There’s a reason people often call breast milk “liquid gold.”
Scientific research suggests that breastfeeding has significant health benefits for both the mom and baby. Paige Peterson, who has an infant daughter, recently went viral for her post demonstrating one way that breast milk can help kids without the nursing mom even realizing it.
Alongside a photo of two bags of her breast milk side-by-side, Paige wrote on Facebook:
“Raina tested positive for flu this past weekend. I didn’t believe the nurse when she told me because she hasn’t had any symptoms of flu that I have noticed.
The frozen milk on the left is from 2 weeks ago. The frozen milk on the right is from this past weekend when her swab came back positive. Notice the change in color?
My breast milk created antibodies to fight off any infections that Raina may have had. I never gave her Tamiflu.
THIS is why I breastfeed! If you’re a new mom and can breastfeed, please be patient and seek help if you need it. Breastfeeding is SO important for our babies.”
Paige’s post has since been shared over 43,000 times.
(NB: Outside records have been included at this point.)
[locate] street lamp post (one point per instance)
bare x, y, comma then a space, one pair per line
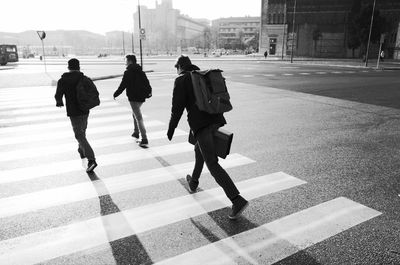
369, 36
140, 40
294, 22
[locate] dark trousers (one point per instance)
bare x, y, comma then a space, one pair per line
79, 125
205, 152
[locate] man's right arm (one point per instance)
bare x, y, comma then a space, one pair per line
59, 94
122, 85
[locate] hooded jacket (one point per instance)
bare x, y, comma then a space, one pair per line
66, 86
136, 84
183, 98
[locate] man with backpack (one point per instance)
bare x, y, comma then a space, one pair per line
67, 86
137, 90
203, 125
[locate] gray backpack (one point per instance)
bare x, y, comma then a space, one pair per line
210, 91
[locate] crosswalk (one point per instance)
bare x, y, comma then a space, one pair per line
37, 146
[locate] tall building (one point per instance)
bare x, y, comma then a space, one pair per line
166, 30
236, 32
319, 28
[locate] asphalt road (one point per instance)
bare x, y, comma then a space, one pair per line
315, 150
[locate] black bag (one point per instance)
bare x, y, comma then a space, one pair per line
210, 91
222, 140
87, 94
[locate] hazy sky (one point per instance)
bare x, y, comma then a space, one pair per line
101, 16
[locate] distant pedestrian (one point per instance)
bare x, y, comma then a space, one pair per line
137, 90
66, 86
203, 125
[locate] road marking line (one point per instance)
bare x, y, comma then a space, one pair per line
32, 172
82, 191
53, 109
25, 153
60, 241
272, 242
56, 115
30, 129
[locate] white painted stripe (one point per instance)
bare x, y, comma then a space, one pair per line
36, 152
43, 103
281, 238
56, 115
52, 109
29, 136
60, 241
32, 172
78, 192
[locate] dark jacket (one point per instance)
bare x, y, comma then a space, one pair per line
183, 97
67, 86
136, 84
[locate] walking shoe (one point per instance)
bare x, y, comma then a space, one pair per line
91, 165
193, 184
144, 143
135, 135
81, 154
239, 205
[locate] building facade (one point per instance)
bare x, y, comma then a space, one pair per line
235, 32
319, 28
168, 31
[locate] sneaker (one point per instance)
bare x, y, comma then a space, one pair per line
193, 184
81, 154
91, 165
239, 205
135, 135
144, 143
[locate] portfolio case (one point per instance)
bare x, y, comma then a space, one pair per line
222, 140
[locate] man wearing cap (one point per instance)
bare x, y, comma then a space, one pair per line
203, 125
66, 86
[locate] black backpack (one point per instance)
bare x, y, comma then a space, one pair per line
87, 94
210, 91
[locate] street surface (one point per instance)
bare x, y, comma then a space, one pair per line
315, 151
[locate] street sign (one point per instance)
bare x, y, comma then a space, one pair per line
41, 34
142, 34
382, 38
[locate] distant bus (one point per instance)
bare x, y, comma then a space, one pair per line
8, 53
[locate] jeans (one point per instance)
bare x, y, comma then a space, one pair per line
79, 125
138, 118
205, 152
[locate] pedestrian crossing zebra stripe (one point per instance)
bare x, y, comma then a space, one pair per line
272, 242
28, 110
57, 115
82, 191
72, 146
28, 134
48, 169
60, 241
20, 104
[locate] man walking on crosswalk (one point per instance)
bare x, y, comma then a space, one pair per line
137, 90
66, 86
203, 126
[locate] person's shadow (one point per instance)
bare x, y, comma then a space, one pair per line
126, 250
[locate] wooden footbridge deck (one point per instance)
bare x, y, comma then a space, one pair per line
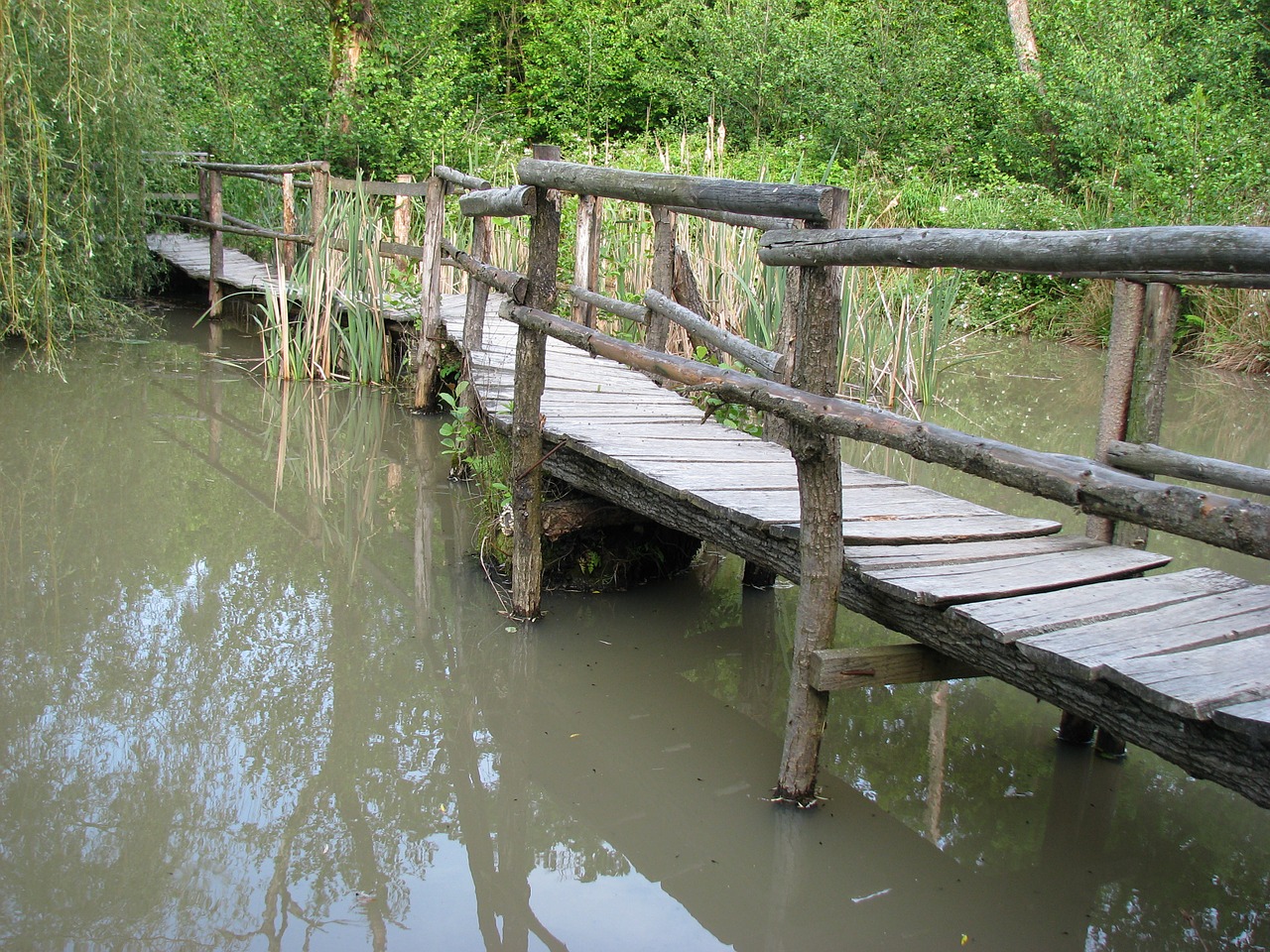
1178, 662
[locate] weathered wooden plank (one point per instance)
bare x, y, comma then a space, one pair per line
841, 667
1084, 652
1008, 578
879, 557
1196, 683
1008, 620
1251, 717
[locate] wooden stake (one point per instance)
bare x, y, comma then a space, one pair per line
216, 264
402, 212
820, 479
1118, 382
429, 352
289, 221
663, 275
585, 259
526, 412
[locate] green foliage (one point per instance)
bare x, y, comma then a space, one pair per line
77, 111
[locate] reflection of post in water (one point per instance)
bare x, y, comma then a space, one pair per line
937, 752
494, 825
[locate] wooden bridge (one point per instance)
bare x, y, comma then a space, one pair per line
1178, 662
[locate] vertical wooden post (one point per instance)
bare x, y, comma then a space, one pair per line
1118, 382
663, 276
429, 352
585, 257
526, 414
402, 208
216, 263
820, 479
289, 221
318, 195
477, 291
1146, 419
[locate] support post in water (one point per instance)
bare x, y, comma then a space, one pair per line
477, 291
427, 357
289, 221
216, 246
402, 214
585, 259
820, 479
531, 349
663, 276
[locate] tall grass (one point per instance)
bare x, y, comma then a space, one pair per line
340, 286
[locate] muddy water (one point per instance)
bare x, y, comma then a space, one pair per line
257, 693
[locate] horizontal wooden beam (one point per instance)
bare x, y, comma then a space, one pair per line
1089, 486
239, 168
761, 362
367, 186
515, 286
513, 202
608, 304
740, 221
1224, 255
841, 667
458, 178
1151, 460
689, 191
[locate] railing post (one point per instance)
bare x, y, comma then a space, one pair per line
216, 252
289, 221
402, 208
477, 291
585, 259
526, 414
318, 195
820, 479
429, 353
663, 276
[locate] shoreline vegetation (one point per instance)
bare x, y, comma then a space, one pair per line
937, 114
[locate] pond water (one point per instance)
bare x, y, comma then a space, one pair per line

“I read your mammary glands can detect bacteria or any kind of illness in your baby when you breastfeed,” Paige told WCNC.
WCNC spoke to international board-certified lactation consultant Rachel Miller, who confirmed that mammary glands can “absolutely” detect bacteria or illness in a baby when they’re breastfeeding and change the appearance accordingly.
“Sometimes when we are sick, our body is burning extra calories, as we’re fighting off that illness, so it could very well increase the calories of Mom’s milk to make sure the baby has the energy to be doing the work of fighting off the virus,” Rachel explained. “That definitely would change the appearance of the milk in a way where it would look more yellow.”
Isn’t the human body incredible?
Check out the video below to learn more about the science behind breast milk changing color, and don’t forget to SHARE this story on Facebook!
Photo: Facebook / Paige Peterson
Footage provided by WCNC Charlotte
CORRECTION: February 9, 2018
An earlier version of this story stated that lactation consultant Rachel Miller confirmed to WCNC that breast milk can “absolutely” detect bacteria or illness in an ill baby. In fact, she confirmed Paige’s reading that the breast, not breast milk, can detect illness.